Malgré un bar toujours aussi fréquenté, la salle de concert de la place Xavier Neujean peine à se remplir. Tandis que Slugabed apparaît discrètement sur la scène accompagné de ses deux musiciens, une partie de l’assistance semble se désintéresser du spectacle tout en sirotant une bière. Mais comme le dit si bien l’expression, les absents ont toujours tort. Et pour cause : d’entrée de jeu, le jeune prodige du mythique label Ninja Tune place la barre très haut en nous présentant un tout nouveau live show. Soucieux d’apporter une touche de fraîcheur à sa carrière, le musicien choisit d’embaucher un batteur ainsi qu’un saxophoniste. S’accaparant les synthés, Slugabed opte pour un hip-hop à l’ancienne où les breaks nerveux et intuitifs s’accordent avec un saxophone aux notes dynamitées. Fort d’une technique irréprochable et d’une créativité hors norme, Slugabed enchaîne les compositions et répond à un des plus grands fantasmes des aficionados venus l’écouter : libérer le groove enfouit dans la machine à rêves.

Si les frasques tonitruantes de Slugabed ont su balayer d’un revers de main l’atmosphère quelque peu inanimée du Reflektor, c’est désormais au tour de Teebs de reprendre la main. Ce musicien, peintre et designer prend part à la fête en nous dévoilant certaines démos de ses travaux les plus récents et en nous gratifiant de ces morceaux ambiants enrobés d’effets dont seul l’artiste a le secret. Dialoguant avec son public, non sans une certaine timidité, Teebs empile les titres aux motifs accrocheurs, qui illustrent les singularités de sa personnalité ainsi que le côté hétercolite de sa discographie. Bien que certaines compositions semblent tourner à vide par leur longueur, on ne peut que pardonner ces faiblesses et se remettre en selle pour savourer des pépites où l’instrumental hip-hop est signe de renouveau.
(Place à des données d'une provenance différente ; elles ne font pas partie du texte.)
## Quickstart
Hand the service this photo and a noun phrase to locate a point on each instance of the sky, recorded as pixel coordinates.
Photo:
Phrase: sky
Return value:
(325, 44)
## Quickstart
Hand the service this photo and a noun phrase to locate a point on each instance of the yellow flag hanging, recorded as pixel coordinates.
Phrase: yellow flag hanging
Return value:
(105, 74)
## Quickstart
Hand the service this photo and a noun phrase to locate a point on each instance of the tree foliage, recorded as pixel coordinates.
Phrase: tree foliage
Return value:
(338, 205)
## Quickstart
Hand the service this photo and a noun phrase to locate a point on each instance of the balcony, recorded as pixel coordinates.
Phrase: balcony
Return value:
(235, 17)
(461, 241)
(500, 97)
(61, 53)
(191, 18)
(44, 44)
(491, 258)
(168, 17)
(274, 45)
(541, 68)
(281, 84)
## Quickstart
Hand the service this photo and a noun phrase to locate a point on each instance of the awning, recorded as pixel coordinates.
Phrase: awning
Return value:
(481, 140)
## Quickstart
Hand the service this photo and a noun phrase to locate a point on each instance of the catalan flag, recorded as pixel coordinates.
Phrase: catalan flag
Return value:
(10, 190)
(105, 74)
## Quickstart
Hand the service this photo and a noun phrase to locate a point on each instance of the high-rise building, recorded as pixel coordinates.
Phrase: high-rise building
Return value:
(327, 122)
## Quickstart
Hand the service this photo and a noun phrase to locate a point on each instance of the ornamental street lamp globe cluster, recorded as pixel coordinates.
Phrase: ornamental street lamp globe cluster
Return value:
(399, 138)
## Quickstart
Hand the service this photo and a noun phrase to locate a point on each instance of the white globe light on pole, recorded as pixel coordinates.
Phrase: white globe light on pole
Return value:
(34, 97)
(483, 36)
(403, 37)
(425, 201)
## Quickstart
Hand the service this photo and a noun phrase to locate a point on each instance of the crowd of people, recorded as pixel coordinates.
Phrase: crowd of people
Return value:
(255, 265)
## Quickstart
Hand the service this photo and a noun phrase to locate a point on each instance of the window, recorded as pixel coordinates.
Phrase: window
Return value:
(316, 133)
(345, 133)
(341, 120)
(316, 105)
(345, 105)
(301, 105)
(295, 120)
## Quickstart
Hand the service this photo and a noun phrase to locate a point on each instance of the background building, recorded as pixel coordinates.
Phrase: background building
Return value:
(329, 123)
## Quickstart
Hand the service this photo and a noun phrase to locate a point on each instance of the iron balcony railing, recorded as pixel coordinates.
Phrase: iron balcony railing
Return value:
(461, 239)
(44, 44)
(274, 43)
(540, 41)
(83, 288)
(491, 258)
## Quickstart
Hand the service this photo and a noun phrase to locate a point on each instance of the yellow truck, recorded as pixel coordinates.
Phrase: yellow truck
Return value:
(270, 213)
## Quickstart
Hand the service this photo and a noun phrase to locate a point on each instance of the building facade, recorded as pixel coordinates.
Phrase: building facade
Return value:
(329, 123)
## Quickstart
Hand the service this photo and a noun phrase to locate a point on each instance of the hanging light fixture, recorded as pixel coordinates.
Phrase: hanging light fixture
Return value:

La soirée se clôt sur le tant attendu Lapalux dont les structures musicales et les conceptions se révèlent être encore plus complexes que chez Teebs. Avec Ruinism, son troisième album, l’Anglais en profite pour bâtir  une réflexion à partir de nouvelles bases. Durant 1h30, l’artiste parvient à atteindre des sommets en nous emportant dans un autre cosmos, où les alternatives affluent et dans lequel tout semble vierge de vérité. Lapalux a saisi depuis longtemps que la musique possédait la capacité de bouleverser l’état des choses. Car c’est de cela dont se réclame le musicien : détruire pour mieux reconstruire. La profusion de ses idées le pousse à expérimenter toutes sortes de sonorités variées qui soulignent le caractère émancipateur et rêveur du maestro.  Et si tout était à refaire ?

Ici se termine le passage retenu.